Стало ясно, что нас ведут на смерть. Мысли в голове путались, я даже не помню, что говорила тогда маме.
По дороге немцы не разрешали ни разговаривать, ни оглядываться. Одна наша знакомая, тетя Маша, лет сорока, инвалид — правая нога у нее была деревянная — не выдержала и гневно закричала:
— Гады! Паразиты! За что мучаете народ? Все равно всех не перебьете!
К ней подскочил конвоир, схватил за плечо и, вытащив из рядов, тут же, на глазах у всех, застрелил.
Крематорий был окружен колючей проволокой. Нам приказали остановиться. Три часа мы стояли не двигаясь. В это время в крематорий повели мужчин-евреев. Когда пламя вспыхивало, мы догадывались, что это бросали в печь людей.
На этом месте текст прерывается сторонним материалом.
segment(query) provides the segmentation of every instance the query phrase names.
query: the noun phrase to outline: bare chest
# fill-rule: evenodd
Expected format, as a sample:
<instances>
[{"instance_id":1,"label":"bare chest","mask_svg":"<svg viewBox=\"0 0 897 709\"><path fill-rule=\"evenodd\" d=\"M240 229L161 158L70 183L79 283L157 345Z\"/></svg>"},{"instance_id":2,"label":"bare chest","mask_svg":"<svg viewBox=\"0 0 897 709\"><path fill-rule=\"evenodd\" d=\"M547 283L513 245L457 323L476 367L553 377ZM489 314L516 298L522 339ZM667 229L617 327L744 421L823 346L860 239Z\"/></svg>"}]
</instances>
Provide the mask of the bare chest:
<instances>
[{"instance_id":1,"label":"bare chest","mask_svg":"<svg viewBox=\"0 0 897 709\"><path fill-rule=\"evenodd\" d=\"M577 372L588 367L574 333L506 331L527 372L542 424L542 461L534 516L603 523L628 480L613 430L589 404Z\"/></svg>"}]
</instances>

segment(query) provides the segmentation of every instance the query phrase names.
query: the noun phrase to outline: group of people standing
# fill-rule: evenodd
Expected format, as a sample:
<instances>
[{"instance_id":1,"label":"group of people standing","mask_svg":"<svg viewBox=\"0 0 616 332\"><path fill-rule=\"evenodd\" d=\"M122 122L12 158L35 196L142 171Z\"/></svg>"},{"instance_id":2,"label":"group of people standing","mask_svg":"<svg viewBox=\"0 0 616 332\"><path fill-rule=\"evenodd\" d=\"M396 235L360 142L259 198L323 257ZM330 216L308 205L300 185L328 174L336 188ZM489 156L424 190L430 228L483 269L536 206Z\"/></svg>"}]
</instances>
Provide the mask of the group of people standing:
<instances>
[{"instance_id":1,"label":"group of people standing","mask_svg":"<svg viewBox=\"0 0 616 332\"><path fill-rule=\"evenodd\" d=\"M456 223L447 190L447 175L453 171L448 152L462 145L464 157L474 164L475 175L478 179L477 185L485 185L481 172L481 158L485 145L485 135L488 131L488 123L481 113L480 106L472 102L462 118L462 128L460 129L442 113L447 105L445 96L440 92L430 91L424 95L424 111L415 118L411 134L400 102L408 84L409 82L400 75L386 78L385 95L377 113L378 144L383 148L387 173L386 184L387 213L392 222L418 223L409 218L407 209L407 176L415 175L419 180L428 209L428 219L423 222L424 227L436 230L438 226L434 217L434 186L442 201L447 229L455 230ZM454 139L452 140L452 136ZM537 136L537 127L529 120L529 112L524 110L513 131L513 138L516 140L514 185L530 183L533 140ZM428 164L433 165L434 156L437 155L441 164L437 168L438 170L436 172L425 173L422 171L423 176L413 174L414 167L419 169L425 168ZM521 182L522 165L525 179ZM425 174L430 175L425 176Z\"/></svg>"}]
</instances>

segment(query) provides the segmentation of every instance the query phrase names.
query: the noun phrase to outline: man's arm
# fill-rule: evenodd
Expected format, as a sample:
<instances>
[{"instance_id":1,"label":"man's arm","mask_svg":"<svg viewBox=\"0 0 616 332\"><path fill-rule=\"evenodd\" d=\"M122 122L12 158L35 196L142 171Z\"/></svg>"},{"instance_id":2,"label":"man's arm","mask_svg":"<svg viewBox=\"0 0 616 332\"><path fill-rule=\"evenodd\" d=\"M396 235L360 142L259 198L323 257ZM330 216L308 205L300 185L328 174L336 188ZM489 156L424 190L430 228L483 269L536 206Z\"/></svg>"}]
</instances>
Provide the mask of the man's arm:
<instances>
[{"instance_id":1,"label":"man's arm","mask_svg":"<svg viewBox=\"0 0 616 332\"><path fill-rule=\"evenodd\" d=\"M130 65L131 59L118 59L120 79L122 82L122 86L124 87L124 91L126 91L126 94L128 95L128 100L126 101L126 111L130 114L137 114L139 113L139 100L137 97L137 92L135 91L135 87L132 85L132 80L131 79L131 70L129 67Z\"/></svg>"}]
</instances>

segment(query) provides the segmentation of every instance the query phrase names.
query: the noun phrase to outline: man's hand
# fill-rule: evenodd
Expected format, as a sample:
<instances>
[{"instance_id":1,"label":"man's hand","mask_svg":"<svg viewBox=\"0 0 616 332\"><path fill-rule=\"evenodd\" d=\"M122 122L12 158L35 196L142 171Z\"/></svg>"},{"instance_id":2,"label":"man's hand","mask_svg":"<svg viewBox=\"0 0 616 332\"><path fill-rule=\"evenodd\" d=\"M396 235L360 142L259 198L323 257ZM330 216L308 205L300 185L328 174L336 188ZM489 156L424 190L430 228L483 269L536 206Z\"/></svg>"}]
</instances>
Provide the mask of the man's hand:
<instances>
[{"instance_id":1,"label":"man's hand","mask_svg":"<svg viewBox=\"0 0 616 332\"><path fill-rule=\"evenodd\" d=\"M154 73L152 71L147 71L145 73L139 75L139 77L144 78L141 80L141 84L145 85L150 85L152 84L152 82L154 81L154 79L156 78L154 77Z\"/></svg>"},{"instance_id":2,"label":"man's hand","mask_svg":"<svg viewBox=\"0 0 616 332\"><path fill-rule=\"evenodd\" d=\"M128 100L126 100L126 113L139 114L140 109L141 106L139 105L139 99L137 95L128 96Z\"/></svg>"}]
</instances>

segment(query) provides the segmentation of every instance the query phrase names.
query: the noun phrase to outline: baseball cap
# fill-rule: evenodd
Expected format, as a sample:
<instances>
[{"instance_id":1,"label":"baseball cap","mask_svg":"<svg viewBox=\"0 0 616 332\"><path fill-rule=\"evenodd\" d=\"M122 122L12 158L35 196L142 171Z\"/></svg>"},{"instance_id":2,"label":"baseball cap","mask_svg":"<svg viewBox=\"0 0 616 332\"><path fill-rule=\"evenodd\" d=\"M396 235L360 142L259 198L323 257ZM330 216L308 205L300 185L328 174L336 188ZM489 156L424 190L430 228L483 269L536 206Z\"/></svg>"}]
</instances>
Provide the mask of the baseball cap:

К нам подошел какой-то человек и спросил по-русски:
— Кто вы, русские?
— Русские, — хором ответили мы.
Он не поверил:
— Говорите правду, не обманывайте.
Мы опять сказали, что русские.
— Что здесь делают с людьми? — спросили женщины.
— Не беспокойтесь, ничего плохого с вами не сделают, — ответил он.
Тогда к нему подошла Миля и тихо спросила:
— Скажите, дяденька, нас сожгут или нет?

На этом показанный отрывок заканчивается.